## 1 Introduction

The Finite Element Method (FEM) is widely-used for simulating cardiac electrophysiology mainly due to its robustness and accuracy [heidenreich2010adaptive]. However, accuracy is substantially deteriorated when the mesh undergoes a large deformation or if it does not satisfy specific quality criteria [eppstein2001global]. For this reason, in recent years there has been growing interest in alternative meshfree methods that partially or completely alleviate the mesh-related limitations of FEM. Several meshfree methods have been investigated so far in the context of cardiac electrophysiology.

The element-free Galerkin (EFG) method offers high convergence rate [belytschko1994element] and it has been used successfully in several applications [belytschko1996meshless, liu2003mesh]. It has been used in cardiac electrophysiology to solve the cardiac monodomain equation using a meshfree representation of the Auckland heart model [zhang2012meshfree]. EFG employs the Moving Least Squares (MLS) approximation [lancaster1981surfaces] for the solution of the Galerkin weak form. Therefore, the imposition of essential boundary conditions requires special treatment due to the lack of the Kronecker delta property in MLS. To solve this issue, Maximum Entropy (MaxEnt) approximants [arroyo2007local, millan2015cell] have been proposed as an alternative to MLS in EFG [mountris2020cell]. Due to the weak Kronecker delta property of MaxEnt, the influence of internal nodes on the boundary of the domain of interest is eliminated and essential boundary conditions can be imposed directly as in FEM. However, the MaxEnt approximation functions are significantly more complex than MLS. As a result, a large number of quadrature points is required to deal with the quadrature accuracy problem of meshfree methods [dolbow1999numerical, babuvska2008quadrature].

On the other hand, the Mixed Collocation Method (MCM) [mountris2020radial, mountris2021cardiac] is a purely meshfree method that avoids the quadrature accuracy problem. It has been used for the simulation of the cardiac monodomain model demonstrating results in good agreement with FEM [mountris2019novel, mountris2020next]. MCM is a variation of the Meshless Local Petrov-Galerkin method [atluri2006meshless]

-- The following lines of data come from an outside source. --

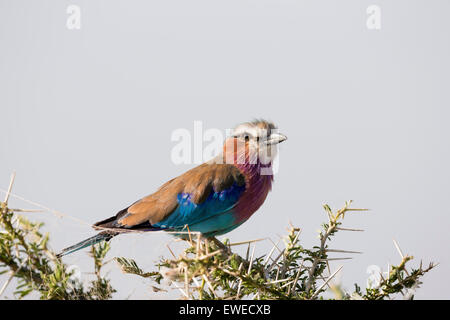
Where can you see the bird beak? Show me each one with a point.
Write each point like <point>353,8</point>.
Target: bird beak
<point>276,138</point>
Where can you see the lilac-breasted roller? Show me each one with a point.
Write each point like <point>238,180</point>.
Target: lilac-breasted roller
<point>212,198</point>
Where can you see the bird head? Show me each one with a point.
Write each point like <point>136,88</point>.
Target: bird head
<point>253,142</point>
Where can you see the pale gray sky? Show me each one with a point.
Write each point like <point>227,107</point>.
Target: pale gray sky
<point>87,116</point>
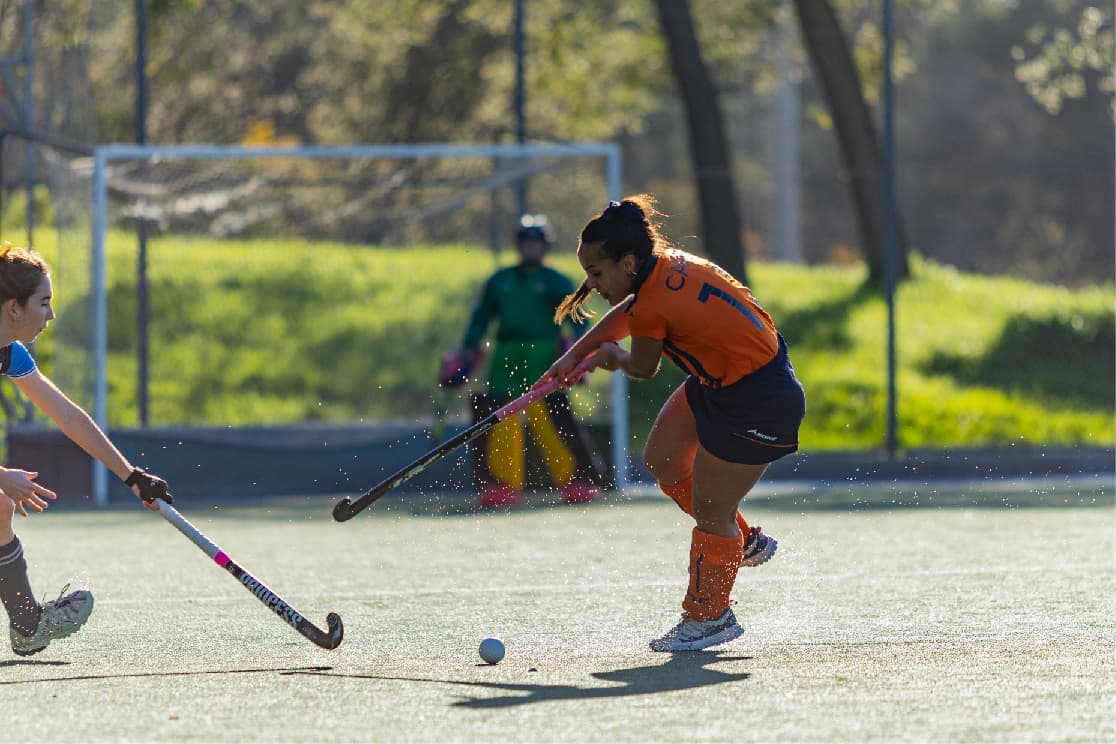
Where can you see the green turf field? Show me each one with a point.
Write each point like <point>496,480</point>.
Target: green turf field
<point>873,622</point>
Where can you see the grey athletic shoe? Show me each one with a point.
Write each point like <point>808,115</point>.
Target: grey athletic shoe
<point>60,618</point>
<point>694,635</point>
<point>759,548</point>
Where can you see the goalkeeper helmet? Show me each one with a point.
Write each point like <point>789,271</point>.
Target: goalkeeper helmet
<point>535,226</point>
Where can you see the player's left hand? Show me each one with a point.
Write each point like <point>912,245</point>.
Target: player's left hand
<point>148,488</point>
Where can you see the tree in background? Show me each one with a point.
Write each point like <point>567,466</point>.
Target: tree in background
<point>856,134</point>
<point>709,145</point>
<point>1004,107</point>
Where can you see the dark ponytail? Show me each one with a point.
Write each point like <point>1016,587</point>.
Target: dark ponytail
<point>624,228</point>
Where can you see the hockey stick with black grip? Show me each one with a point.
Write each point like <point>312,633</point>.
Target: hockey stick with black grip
<point>328,639</point>
<point>346,509</point>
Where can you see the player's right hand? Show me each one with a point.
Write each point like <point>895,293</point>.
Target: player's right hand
<point>20,486</point>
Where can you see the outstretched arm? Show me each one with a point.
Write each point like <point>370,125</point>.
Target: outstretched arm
<point>73,421</point>
<point>83,431</point>
<point>641,363</point>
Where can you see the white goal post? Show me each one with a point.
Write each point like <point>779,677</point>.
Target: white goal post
<point>104,156</point>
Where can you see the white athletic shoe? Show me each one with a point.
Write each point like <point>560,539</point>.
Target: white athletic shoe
<point>694,635</point>
<point>60,618</point>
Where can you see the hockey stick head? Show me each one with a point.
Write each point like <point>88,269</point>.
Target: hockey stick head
<point>336,634</point>
<point>343,510</point>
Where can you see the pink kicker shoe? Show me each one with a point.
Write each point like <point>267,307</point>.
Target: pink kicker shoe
<point>498,495</point>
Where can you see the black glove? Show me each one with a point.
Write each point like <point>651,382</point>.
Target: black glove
<point>151,486</point>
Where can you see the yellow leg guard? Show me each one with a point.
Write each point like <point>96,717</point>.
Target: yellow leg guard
<point>559,459</point>
<point>504,452</point>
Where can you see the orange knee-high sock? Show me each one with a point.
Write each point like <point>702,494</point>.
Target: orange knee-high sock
<point>683,495</point>
<point>713,564</point>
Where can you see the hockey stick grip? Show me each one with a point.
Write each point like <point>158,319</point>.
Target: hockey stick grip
<point>328,639</point>
<point>348,508</point>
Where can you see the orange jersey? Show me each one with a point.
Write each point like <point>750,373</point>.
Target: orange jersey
<point>709,322</point>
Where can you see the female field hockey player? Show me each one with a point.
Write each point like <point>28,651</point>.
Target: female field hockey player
<point>25,311</point>
<point>738,411</point>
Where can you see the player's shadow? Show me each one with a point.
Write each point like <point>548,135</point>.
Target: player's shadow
<point>31,663</point>
<point>684,670</point>
<point>132,675</point>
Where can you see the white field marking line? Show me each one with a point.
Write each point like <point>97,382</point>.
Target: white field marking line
<point>233,596</point>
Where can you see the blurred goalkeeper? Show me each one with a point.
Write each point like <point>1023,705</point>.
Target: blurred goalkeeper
<point>521,301</point>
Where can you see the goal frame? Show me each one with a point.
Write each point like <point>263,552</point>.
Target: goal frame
<point>103,155</point>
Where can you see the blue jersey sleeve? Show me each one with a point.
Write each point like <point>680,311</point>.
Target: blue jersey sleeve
<point>20,363</point>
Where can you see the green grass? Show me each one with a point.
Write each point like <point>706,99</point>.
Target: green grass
<point>269,332</point>
<point>935,631</point>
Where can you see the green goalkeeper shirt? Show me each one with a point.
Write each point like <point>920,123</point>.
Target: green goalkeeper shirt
<point>522,303</point>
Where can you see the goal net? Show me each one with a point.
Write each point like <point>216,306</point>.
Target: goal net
<point>301,284</point>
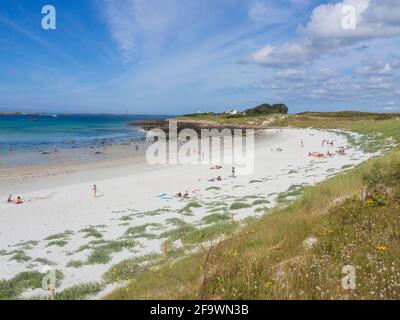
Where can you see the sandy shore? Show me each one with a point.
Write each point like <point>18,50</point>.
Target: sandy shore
<point>61,220</point>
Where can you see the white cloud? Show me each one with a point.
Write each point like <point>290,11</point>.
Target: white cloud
<point>267,14</point>
<point>324,33</point>
<point>375,70</point>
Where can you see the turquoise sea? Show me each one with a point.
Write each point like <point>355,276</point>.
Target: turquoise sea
<point>43,132</point>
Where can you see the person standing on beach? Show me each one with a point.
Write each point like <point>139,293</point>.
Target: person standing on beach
<point>94,190</point>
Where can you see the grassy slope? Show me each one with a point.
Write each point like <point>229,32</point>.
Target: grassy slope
<point>267,258</point>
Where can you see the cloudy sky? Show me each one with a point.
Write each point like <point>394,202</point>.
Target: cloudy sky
<point>180,56</point>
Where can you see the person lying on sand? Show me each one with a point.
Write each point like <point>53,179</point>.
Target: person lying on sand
<point>15,201</point>
<point>215,179</point>
<point>316,154</point>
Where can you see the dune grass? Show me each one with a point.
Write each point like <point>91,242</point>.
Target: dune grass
<point>267,258</point>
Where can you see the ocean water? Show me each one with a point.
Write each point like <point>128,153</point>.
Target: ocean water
<point>44,132</point>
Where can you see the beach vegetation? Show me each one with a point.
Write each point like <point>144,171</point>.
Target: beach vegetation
<point>268,258</point>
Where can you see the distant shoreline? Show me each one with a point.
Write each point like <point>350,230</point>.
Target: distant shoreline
<point>72,114</point>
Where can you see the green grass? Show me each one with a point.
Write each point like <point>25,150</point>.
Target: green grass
<point>45,261</point>
<point>213,188</point>
<point>92,232</point>
<point>258,202</point>
<point>187,209</point>
<point>75,264</point>
<point>101,254</point>
<point>20,256</point>
<point>239,205</point>
<point>140,231</point>
<point>216,217</point>
<point>60,236</point>
<point>11,289</point>
<point>266,259</point>
<point>57,243</point>
<point>128,268</point>
<point>80,291</point>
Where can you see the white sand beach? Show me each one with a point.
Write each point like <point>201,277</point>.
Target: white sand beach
<point>60,213</point>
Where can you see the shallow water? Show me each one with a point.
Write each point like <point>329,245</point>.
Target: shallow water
<point>21,135</point>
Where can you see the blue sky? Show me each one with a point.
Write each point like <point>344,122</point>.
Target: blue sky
<point>181,56</point>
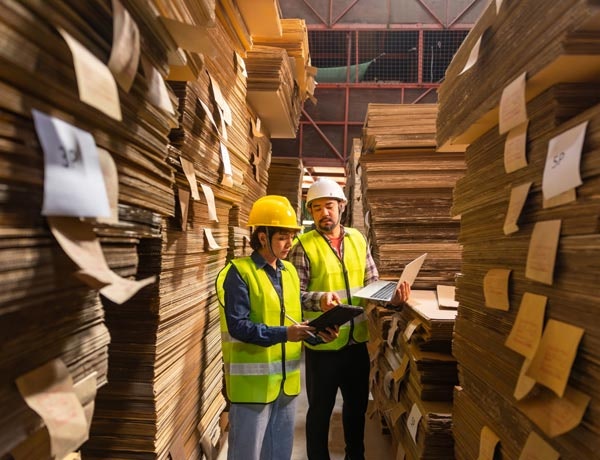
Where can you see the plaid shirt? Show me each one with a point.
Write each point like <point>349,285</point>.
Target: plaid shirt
<point>311,299</point>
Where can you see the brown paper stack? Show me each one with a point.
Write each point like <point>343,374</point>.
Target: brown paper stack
<point>355,213</point>
<point>526,342</point>
<point>272,91</point>
<point>294,39</point>
<point>407,193</point>
<point>285,178</point>
<point>47,313</point>
<point>413,370</point>
<point>560,47</point>
<point>481,332</point>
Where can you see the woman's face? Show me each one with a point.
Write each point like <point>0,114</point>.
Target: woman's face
<point>281,243</point>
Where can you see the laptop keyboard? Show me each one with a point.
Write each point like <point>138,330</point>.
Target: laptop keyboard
<point>385,293</point>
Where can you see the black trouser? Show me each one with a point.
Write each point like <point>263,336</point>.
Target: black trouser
<point>326,371</point>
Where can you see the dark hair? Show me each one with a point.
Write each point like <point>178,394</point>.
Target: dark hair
<point>270,231</point>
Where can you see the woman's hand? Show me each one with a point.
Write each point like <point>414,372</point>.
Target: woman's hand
<point>299,332</point>
<point>329,300</point>
<point>401,295</point>
<point>330,334</point>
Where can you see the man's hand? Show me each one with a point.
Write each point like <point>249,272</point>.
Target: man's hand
<point>299,332</point>
<point>329,300</point>
<point>401,295</point>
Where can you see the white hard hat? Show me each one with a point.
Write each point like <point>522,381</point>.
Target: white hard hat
<point>325,188</point>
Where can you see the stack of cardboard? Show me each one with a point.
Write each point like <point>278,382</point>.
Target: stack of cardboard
<point>286,179</point>
<point>355,214</point>
<point>525,336</point>
<point>54,324</point>
<point>272,91</point>
<point>413,374</point>
<point>294,39</point>
<point>407,193</point>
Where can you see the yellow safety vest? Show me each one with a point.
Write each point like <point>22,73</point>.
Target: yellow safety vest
<point>254,373</point>
<point>327,275</point>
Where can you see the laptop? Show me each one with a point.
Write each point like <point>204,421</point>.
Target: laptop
<point>383,291</point>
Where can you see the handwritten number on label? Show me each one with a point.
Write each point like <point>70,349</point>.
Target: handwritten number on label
<point>69,156</point>
<point>556,160</point>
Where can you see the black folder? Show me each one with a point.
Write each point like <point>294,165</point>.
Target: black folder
<point>337,316</point>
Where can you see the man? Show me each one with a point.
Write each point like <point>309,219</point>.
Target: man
<point>333,262</point>
<point>262,332</point>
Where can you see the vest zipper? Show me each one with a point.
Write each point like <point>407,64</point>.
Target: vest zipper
<point>281,322</point>
<point>340,257</point>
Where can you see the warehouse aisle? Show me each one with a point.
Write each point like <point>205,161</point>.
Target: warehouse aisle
<point>378,445</point>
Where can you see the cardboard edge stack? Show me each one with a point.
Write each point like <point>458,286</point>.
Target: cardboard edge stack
<point>407,196</point>
<point>133,347</point>
<point>526,334</point>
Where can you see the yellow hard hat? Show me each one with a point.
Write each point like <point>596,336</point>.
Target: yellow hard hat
<point>273,211</point>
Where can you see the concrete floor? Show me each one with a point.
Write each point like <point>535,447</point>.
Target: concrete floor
<point>378,446</point>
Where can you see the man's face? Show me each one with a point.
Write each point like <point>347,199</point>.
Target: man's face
<point>325,213</point>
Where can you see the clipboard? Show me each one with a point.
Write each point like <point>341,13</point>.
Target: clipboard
<point>337,316</point>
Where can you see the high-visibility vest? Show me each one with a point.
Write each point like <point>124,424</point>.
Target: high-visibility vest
<point>254,373</point>
<point>327,275</point>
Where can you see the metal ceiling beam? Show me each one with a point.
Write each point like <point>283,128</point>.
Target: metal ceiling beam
<point>343,13</point>
<point>462,13</point>
<point>431,12</point>
<point>316,13</point>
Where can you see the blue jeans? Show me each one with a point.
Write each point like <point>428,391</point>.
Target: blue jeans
<point>262,431</point>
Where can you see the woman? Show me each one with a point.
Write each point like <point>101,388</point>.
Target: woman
<point>262,333</point>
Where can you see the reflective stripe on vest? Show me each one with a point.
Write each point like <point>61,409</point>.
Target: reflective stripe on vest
<point>262,368</point>
<point>327,275</point>
<point>253,373</point>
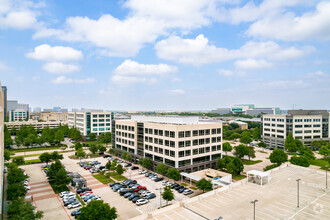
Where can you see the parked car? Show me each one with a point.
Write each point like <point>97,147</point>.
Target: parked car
<point>74,205</point>
<point>141,201</point>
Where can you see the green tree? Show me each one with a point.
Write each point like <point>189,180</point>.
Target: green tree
<point>204,184</point>
<point>241,150</point>
<point>226,147</point>
<point>167,195</point>
<point>256,133</point>
<point>7,137</point>
<point>92,137</point>
<point>290,143</point>
<point>173,174</point>
<point>19,160</point>
<point>98,210</point>
<point>6,155</point>
<point>45,157</point>
<point>15,190</point>
<point>119,169</point>
<point>161,168</point>
<point>278,156</point>
<point>19,209</point>
<point>300,161</point>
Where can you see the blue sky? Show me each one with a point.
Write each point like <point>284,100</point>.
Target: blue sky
<point>166,54</point>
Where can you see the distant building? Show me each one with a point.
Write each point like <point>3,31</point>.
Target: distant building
<point>305,125</point>
<point>90,122</point>
<point>18,115</point>
<point>221,111</point>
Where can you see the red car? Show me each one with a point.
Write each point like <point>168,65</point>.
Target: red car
<point>81,194</point>
<point>140,188</point>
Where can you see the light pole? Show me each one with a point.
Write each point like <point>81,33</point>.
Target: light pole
<point>298,192</point>
<point>254,208</point>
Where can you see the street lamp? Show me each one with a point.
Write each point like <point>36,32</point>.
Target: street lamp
<point>254,208</point>
<point>298,192</point>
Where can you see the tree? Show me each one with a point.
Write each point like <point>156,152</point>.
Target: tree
<point>241,150</point>
<point>92,137</point>
<point>6,155</point>
<point>167,195</point>
<point>93,148</point>
<point>290,143</point>
<point>45,157</point>
<point>204,184</point>
<point>119,169</point>
<point>251,153</point>
<point>306,152</point>
<point>235,167</point>
<point>99,210</point>
<point>7,137</point>
<point>59,136</point>
<point>256,133</point>
<point>173,174</point>
<point>56,156</point>
<point>19,160</point>
<point>300,161</point>
<point>278,156</point>
<point>15,190</point>
<point>226,147</point>
<point>161,168</point>
<point>19,209</point>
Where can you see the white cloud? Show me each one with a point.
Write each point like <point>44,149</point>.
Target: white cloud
<point>66,80</point>
<point>60,68</point>
<point>177,92</point>
<point>56,53</point>
<point>252,64</point>
<point>311,25</point>
<point>132,72</point>
<point>199,51</point>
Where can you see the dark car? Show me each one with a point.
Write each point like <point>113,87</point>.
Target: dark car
<point>80,190</point>
<point>136,199</point>
<point>150,196</point>
<point>134,168</point>
<point>76,212</point>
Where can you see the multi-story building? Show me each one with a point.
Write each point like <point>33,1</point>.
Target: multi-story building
<point>90,122</point>
<point>18,115</point>
<point>2,112</point>
<point>305,125</point>
<point>35,124</point>
<point>186,143</point>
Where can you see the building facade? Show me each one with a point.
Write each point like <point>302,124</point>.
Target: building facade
<point>18,115</point>
<point>305,125</point>
<point>186,143</point>
<point>90,122</point>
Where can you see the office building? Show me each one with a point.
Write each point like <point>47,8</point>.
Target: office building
<point>305,125</point>
<point>90,122</point>
<point>2,144</point>
<point>4,92</point>
<point>18,115</point>
<point>186,143</point>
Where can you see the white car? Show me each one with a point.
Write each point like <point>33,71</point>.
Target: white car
<point>74,205</point>
<point>141,201</point>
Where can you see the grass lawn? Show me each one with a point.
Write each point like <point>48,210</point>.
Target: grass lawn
<point>251,162</point>
<point>117,177</point>
<point>103,179</point>
<point>58,189</point>
<point>319,162</point>
<point>34,149</point>
<point>238,177</point>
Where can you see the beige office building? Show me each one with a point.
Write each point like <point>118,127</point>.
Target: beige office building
<point>90,122</point>
<point>186,143</point>
<point>305,125</point>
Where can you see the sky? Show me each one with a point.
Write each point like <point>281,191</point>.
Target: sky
<point>166,54</point>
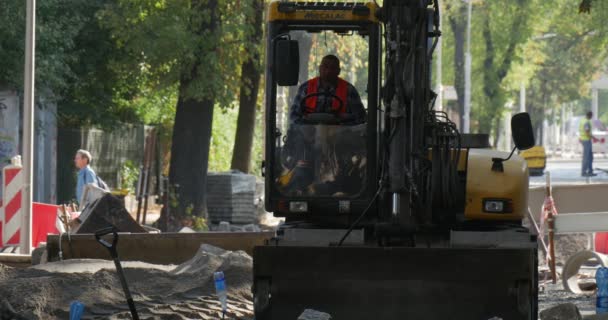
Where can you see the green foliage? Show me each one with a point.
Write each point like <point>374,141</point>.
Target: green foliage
<point>129,173</point>
<point>222,141</point>
<point>172,46</point>
<point>557,53</point>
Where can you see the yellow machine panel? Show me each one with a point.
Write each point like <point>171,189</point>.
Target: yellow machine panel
<point>483,185</point>
<point>315,12</point>
<point>536,158</point>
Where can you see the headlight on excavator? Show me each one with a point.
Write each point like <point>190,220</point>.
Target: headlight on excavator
<point>298,206</point>
<point>497,205</point>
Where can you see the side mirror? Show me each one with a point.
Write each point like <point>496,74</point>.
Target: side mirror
<point>521,129</point>
<point>286,66</point>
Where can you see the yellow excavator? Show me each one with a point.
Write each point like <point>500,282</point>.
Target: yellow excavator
<point>399,216</point>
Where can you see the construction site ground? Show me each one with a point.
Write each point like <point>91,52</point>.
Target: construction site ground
<point>183,291</point>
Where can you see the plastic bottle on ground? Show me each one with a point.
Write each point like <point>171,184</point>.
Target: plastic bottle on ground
<point>601,279</point>
<point>220,289</point>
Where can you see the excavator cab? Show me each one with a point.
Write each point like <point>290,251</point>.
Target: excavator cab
<point>319,165</point>
<point>389,215</point>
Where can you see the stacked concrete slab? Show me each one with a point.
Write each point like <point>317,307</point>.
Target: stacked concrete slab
<point>230,197</point>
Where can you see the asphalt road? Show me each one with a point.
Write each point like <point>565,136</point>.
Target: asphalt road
<point>568,171</point>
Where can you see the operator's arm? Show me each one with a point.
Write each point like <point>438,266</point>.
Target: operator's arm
<point>355,105</point>
<point>295,111</point>
<point>89,176</point>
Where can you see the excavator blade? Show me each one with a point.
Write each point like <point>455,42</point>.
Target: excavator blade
<point>395,283</point>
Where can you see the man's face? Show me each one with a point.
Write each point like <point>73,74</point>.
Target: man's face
<point>79,161</point>
<point>329,70</point>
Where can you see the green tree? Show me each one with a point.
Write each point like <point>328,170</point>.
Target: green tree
<point>194,46</point>
<point>248,93</point>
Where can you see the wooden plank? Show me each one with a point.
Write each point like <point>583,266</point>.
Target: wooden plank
<point>15,259</point>
<point>159,248</point>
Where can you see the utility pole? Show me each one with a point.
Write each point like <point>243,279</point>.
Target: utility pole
<point>25,243</point>
<point>467,75</point>
<point>522,97</point>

where the Dirac delta distribution is used as test function and interpolation is applied both on the field function and its gradient

[zhang2014meshless, li2008mlpg, atluri2006meshless]. As a result, the integrals in the Petrov-Galerkin weak form are replaced with nodal summation. In addition, essential boundary conditions are imposed directly through collocation. However, being a collocation method, it usually requires the construction of support domains with a large number of collocation points to avoid inaccuracy during the imposition of natural boundary conditions [Libre2008] and may not be as efficient as FEM in large-scale 3D problems.Very recently, a novel meshfree technique going by the name of Fragile Points Method (FPM) has been added to the artillery of meshfree methods [dong2019new]. FPM uses local, simple, polynomial, discontinuous functions [liszka1980finite] as trial and test functions for the solution of the Galerkin weak form. Using these polynomial trial and test functions, the integration in the Galerkin weak form becomes trivial. Due to the simplicity of the test and trial functions, single-point integration is sufficient to compute integrals with high accuracy in FPM. We refer to table 1 for a comparison of integration in FPM and other meshfree methods. Moreover, both essential and natural boundary conditions can be imposed as in FEM. However, due to the discontinuity of the trial and test functions, the assembly of the FPM point stiffness matrices leads to an inconsistent global stiffness matrix. To remedy this issue, the numerical flux corrections, which are widely used in Discontinuous Galerkin methods [arnold2002unified], are employed in FPM to obtain a consistent, sparse and symmetric global stiffness matrix.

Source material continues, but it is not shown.